Subsequently, the multidimensional expression profiles of the four EV miRNAs were projected into a 2D scatter plot using the first two linear discriminants (LD1 and LD2). LDA was employed to identify the decision plane that maximally discriminated between the healthy and BC groups (Figure 5J). The LDA‐derived decision planes and corresponding confusion matrix results demonstrated consistent accuracy (88.89%) in distinguishing BC groups from healthy groups in mouse plasma samples using both RT‐qPCR and TACTIC (Figure 5K,L). In contrast, for mouse urine samples, TACTIC achieved lower accuracy compared to RT‐qPCR (66.67% vs 83.33%) (Figure 5M,N). This can likely be attributed to the differing requirements for detecting target integrity between the two methods, as well as the subtle interference from potential inhibitors in the urine matrix on the coordinated activity of multiple enzymes within the TACTIC system. ROC analysis was further used to assess diagnostic performance. As shown in Figure 5O, TACTIC yielded AUC values of 0.975 and 0.824 in mouse plasma and urine samples, respectively, comparable to those obtained with RT‐qPCR. This result reaffirms the robust applicable capability of our method.

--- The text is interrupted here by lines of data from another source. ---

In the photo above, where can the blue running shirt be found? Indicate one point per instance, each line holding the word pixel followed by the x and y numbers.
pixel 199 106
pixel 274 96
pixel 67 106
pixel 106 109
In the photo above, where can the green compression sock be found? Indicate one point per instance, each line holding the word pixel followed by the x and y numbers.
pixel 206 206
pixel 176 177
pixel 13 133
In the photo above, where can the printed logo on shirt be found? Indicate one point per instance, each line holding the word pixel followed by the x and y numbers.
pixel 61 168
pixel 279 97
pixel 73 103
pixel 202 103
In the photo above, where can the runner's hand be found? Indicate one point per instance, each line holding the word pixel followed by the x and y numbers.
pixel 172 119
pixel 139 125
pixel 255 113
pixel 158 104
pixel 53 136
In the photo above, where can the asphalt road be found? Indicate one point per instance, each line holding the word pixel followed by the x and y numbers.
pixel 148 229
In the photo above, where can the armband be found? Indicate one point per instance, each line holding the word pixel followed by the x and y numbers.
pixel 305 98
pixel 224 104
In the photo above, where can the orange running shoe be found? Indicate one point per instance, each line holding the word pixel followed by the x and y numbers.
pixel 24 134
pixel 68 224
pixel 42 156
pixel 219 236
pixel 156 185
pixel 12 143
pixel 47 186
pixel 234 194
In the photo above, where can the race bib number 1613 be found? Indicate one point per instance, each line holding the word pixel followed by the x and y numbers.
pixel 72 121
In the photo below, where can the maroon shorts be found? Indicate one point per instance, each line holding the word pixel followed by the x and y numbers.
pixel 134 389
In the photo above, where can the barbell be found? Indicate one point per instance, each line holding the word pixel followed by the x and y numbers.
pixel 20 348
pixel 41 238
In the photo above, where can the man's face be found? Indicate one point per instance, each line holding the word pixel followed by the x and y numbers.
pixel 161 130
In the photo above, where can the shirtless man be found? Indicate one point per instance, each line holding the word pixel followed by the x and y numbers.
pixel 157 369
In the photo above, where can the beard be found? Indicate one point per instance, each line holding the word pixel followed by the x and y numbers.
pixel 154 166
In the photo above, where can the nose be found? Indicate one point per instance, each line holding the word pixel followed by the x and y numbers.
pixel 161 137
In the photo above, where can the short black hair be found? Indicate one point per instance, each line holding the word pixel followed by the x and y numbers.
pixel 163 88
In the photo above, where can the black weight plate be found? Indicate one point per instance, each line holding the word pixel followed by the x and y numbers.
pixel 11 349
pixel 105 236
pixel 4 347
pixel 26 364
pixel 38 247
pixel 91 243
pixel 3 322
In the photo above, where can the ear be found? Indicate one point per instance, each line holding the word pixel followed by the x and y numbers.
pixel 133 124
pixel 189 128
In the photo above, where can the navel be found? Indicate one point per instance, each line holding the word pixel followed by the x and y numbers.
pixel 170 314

BC Diagnosis in Clinical Cohort
2.7
To evaluate the clinical diagnostic potential of the TACTIC method, plasma samples were collected from healthy donors (HD) and BC patients (Figure 6A). We initially analyzed plasma samples from 15 HD and 15 BC patients by TACTIC and RT‐qPCR. As shown in Figure 6B,C, both fluorescence signals and normalized Ct values were significantly higher in BC patients compared to HD. The high consistency between the two methods demonstrated the reliability of TACTIC for clinical diagnostics (Figure 6D,E). Subsequently, a clinical cohort consisting of 75 individuals was established: 25 HD, 25 stage I‐II BC patients, and 25 stage III‐IV BC patients. The expression profiles of the four EV miRNAs in all 75 plasma samples were quantified using normalized fluorescence signals, and significant heterogeneity was found among different cancer stages (Figure 6F; Figure S21, Supporting Information). ROC analysis was employed to assess the diagnostic and early detection capabilities of each individual miRNA biomarker. Results indicated that no single biomarker demonstrated satisfactory diagnostic performance (Figure S22, Supporting Information). Therefore, we utilized machine learning for multiparametric analysis to enhance diagnostic accuracy.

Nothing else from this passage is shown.